NYPA's overall efforts in these areas are consistent with a 2001 Executive Order, continued by Gov. Eliot Spitzer, to encourage energy efficiency and green-building practices at state agencies and other affected entities.
On Tuesday, the NYPA trustees authorized capital expenditures of $2.5 M for the NYPA Energy Efficiency Facilities Program. This will provide funding for energy-efficiency and environmental-sustainability initiatives at the St. Lawrence-FDR Visitors Center, the administration building of the Authority's Charles Poletti Power Project in Queens, and the Frederick R. Clark Energy Center in Marcy, near Utica, which directs and monitors the Authority's statewide generating and transmission operations. Preliminary audits scoping out the work are planned for 2007 and 2008.
The new funding is in addition to $8.5 M previously approved for the facilities program, which has resulted in energy-use improvements at Niagara and St. Lawrence-FDR, in Lewiston and Massena, respectively; the Blenheim-Gilboa Pumped Storage Project in the northern Catskills, the Authority's other large hydroelectric project; and the dual-fueled Poletti project.
More than $2 M of the previously authorized funding is for an ongoing upgrade of the heating, ventilating and air-conditioning (HVAC) system at the Niagara project. That initiative, which includes variable-speed drives to optimize the operation of both fan and pump motors, is expected to save nearly $212,000 a year in electricity costs.
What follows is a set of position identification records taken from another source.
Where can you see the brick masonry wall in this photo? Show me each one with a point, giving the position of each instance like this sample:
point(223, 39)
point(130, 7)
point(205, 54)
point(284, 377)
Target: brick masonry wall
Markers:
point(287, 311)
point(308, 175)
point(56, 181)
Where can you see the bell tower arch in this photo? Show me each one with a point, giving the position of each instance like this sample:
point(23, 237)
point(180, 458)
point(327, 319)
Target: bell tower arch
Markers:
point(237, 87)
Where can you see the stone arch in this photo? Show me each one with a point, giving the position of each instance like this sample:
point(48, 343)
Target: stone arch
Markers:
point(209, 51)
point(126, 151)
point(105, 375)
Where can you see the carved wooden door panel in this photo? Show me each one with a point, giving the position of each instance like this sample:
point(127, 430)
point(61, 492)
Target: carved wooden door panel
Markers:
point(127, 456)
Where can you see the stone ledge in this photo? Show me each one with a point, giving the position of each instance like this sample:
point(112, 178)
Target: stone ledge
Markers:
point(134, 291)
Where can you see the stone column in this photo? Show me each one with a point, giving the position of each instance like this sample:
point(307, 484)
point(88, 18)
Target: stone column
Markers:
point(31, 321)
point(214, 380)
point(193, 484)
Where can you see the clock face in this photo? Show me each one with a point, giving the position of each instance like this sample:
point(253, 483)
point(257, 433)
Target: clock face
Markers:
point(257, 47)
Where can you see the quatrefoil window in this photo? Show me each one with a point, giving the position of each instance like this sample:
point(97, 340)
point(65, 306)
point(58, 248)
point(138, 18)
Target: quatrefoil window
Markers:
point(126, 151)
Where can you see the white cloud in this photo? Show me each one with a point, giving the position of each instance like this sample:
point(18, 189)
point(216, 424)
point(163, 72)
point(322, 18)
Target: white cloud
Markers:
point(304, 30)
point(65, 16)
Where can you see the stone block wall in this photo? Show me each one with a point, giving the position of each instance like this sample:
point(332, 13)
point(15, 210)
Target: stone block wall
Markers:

The facilities program has also included energy efficiency and sustainability initiatives at NYPA's Clarence D. Rappleyea office building in White Plains. Last month, the U.S. Green Building Council designated the Rappleyea building the first facility in New York State with Gold ranking in the council's Leadership in Energy and Environmental Design (LEED) Program for Existing Buildings.
The $3-1/2 M upgrade cut the 17-story building's energy use by half, compared to 1990 levels, and included new chillers, lighting, reflective window film, occupancy sensors, and various other energy-saving measures that together have resulted in annual savings of nearly half a million dollars. Those measures established the foundation for the LEED-related sustainability measures that earned the 450,000-square-foot building the Gold status.
Environmental sustainability refers to efforts to reduce use of physical resources, expanded recycling of materials such as paper, bottles and cans, and to the overall use of renewable rather than depletable resources. It also includes use of non-hazardous paints with low volatile organic compounds and green cleaning products.
NYPA expects to help customers incorporate sustainability practices for their own operations, to go along the more than $1 B it has invested over nearly two decades in energy-efficiency and clean-energy initiatives at more than 2,400 public facilities statewide. The initiatives have reduced climate-changing greenhouse-gas emissions by 750,000 tons a year, along with providing annual savings to those facilities—schools, hospitals, municipal buildings and others—of nearly $100 M, and displacing nearly 2 M barrels of oil a year.